Ahmad juga menaruh perhatiannya pada dampak penolakan bantuan internasional yang dinilainya semakin mempersempit ruang bantuan bagi korban bencana.
Terutama mereka yang berada di wilayah terpencil dan sulit dijangkau pemerintah.
“Menutup bantuan internasional, makin menutup celah bantuan bagi korban yang boleh jadi tidak terjangkau oleh pemerintah namun dapat diakses oleh relawan internasional,” sebutnya.
Ia menegaskan, menolak bantuan asing sejatinya sah-sah saja, asalkan pemerintah memiliki kemampuan dan kapasitas penuh untuk menangani bencana secara mandiri.
Namun menurutnya, kondisi di lapangan menunjukkan hal sebaliknya. “Kinerja pemerintahan Prabowo dapat dikategorikan sudah tak becus, sombong pula,” kata Ahmad.
Ia mengungkapkan fakta di lapangan yang menunjukkan banyak korban bencana masih kesulitan memenuhi kebutuhan dasar, bahkan untuk makan dan akses listrik.
Ahmad merujuk pada laporan jurnalis CNN yang menggambarkan kondisi korban dengan penuh keprihatinan.

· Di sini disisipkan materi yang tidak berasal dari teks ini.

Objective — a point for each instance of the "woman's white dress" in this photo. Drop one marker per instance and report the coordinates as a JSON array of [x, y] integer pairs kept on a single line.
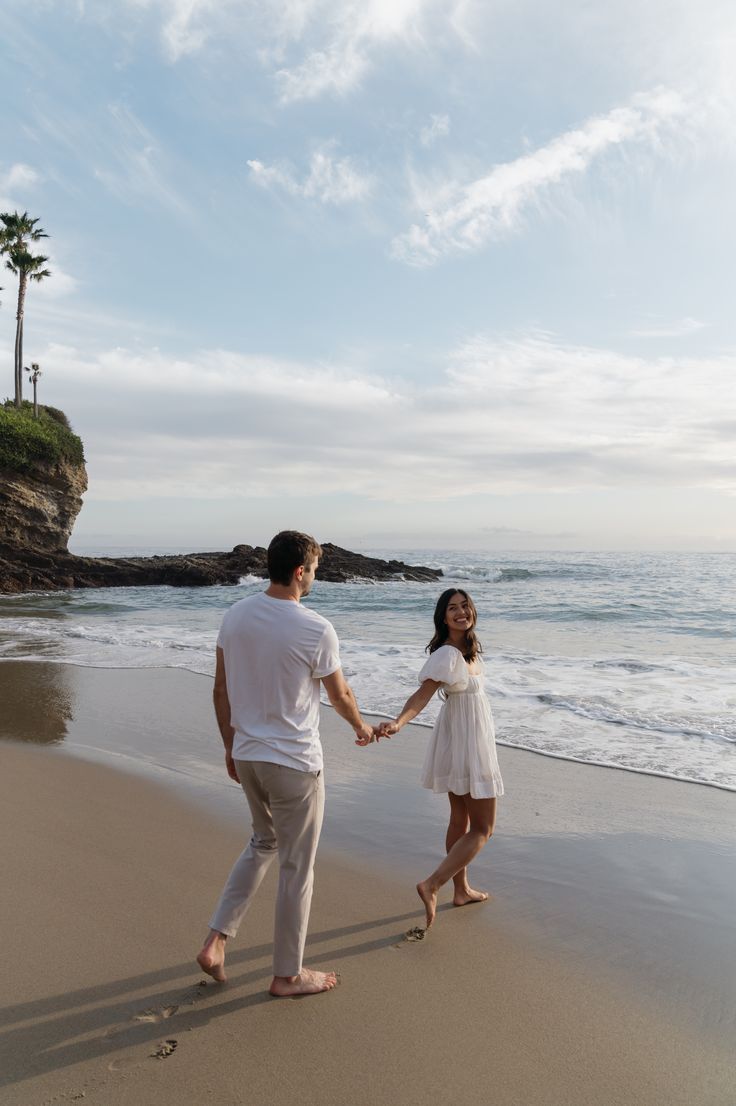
[[462, 752]]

“Mereka kelaparan dan sangat bergantung pada bantuan relawan untuk mempertahankan hidup. Pasca bencana banjir, rakyat terancam bencana kelaparan,” lanjutnya.
Lebih jauh, Ahmad menduga ada kekhawatiran tertentu di balik keengganan pemerintah menetapkan bencana Sumatra sebagai bencana nasional.
Salah satunya, potensi audit terhadap penyebab banjir bandang yang disinyalir kuat berkaitan dengan deforestasi.
“Siapapun paham, sebabnya adalah deforestasi. Penyebab deforestasi selain karena adanya HPH, juga karena konversi lahan hutan menjadi industri sawit,” tegasnya.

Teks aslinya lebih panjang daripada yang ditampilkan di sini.